Yellow wildflowers in Yosemite Valley beneath El Capitan.
Wildflowers in Yosemite Valley beneath El Capitan.
OverlandTheAmericas / Shutterstock

Spring Wildflowers in Yosemite

Spring blooms in Hetch Hetchy Valley, one of the lowest parts of the park at 3,800 feet. Delicate monkey flowers, purple-and-yellow shooting stars, and pink-hued harlequin lupine dot trails and clearings.
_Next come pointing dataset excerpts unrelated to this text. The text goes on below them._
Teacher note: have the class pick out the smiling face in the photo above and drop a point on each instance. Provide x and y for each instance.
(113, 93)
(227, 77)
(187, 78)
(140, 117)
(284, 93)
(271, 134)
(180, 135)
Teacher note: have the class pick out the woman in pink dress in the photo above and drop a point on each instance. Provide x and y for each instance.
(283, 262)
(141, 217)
The Wapama Falls Trail, a leisurely five miles round-trip hike, begins at O’Shaughnessy Dam and meanders past brilliant carpets of spring blooms and two gushing, snow-fed waterfalls before finishing at the base of its namesake, a 1,400-foot stunner that plunges down a granite rock face and showers visitors with mist.

Temperate Snow Excursions

In May, when most of North America is prepping for summer, skiers and snowshoers can still come to Yosemite’s high country for pristine powder. Tioga Road usually opens by Memorial Day (check here for updates), so visitors can drive to see sapphire-blue Tenaya Lake, which is often ringed by ice and snow-capped peaks. Those seeking a bigger excursion can take off from the May Lake to Snow Creek Trailhead to the valley rim for horizon-filling vistas of Half Dome, a scene they’re likely to have all to themselves. “That experience,” says Cobb, “can be pretty powerful.”